A doença renal crônica é um problema crescente de saúde global, que afeta milhões de pessoas em todo o mundo. É uma condição que compromete não apenas a qualidade de vida do indivíduo, mas também está associada a uma série de complicações graves, incluindo doenças cardiovasculares e o aumento do risco de mortalidade.

A detecção precoce da doença renal crônica é essencial na adoção de intervenções que visam prevenir danos renais irreversíveis. Nesse sentido, exames laboratoriais desempenham um papel vital, sendo a taxa de filtração glomerular (TFG) um dos principais parâmetros utilizados para avaliação, tradicionalmente estimada por meio da depuração de creatinina.

No entanto, o método possui algumas limitações, incluindo a necessidade de coleta de urina de 24 horas, o que pode ser inconveniente e impreciso em algumas situações clínicas. Adicionalmente, a estimativa da TFG, a partir da creatinina sérica, pode ser imprecisa em certas condições, como em pacientes idosos ou com alterações musculares significativas.

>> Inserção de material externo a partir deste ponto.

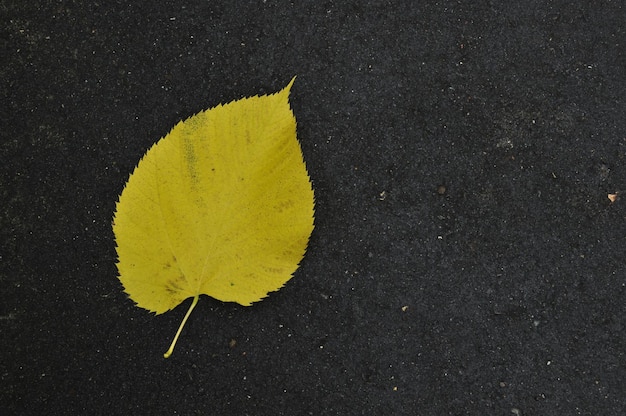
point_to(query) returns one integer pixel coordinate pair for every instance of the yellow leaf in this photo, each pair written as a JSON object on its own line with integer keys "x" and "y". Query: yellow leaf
{"x": 221, "y": 206}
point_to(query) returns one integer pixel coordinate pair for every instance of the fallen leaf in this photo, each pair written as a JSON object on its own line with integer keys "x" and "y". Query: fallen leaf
{"x": 221, "y": 206}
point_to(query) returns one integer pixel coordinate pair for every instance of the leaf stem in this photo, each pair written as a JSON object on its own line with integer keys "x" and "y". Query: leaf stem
{"x": 180, "y": 328}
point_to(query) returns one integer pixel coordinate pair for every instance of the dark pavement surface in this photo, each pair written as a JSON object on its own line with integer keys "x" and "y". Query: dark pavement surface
{"x": 466, "y": 258}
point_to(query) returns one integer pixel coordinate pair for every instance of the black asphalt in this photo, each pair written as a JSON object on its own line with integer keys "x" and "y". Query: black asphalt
{"x": 466, "y": 260}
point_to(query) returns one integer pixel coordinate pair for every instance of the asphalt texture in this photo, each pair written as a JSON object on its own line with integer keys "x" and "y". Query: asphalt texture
{"x": 468, "y": 258}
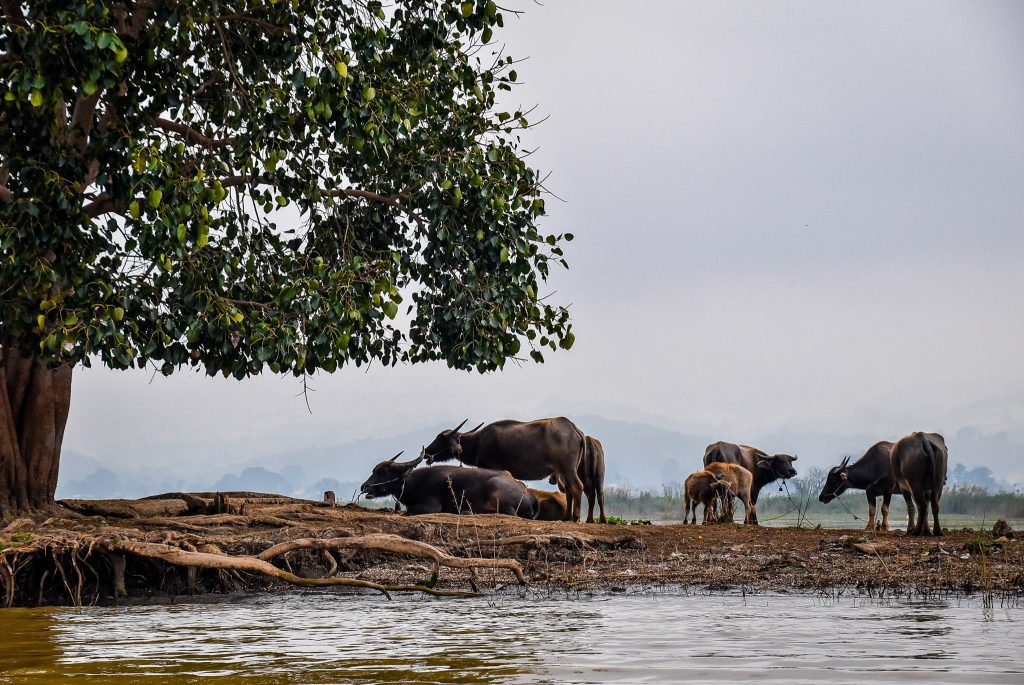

Assim, a cistatina C tem ganhado, cada vez mais, destaque como um marcador alternativo para avaliação da função renal. Neste conteúdo, você encontrará informações importantes sobre o que é a cistatina C, suas vantagens e as principais indicações para a sua dosagem.

O que é a cistatina C?

A cistatina C é uma proteína não glicosilada de baixo peso molecular (13 kDa) e carga positiva, pertencente à superfamília dos inibidores da cisteína protease, a qual tem sido utilizada como um marcador confiável para avaliação da função renal em diversos contextos clínicos. 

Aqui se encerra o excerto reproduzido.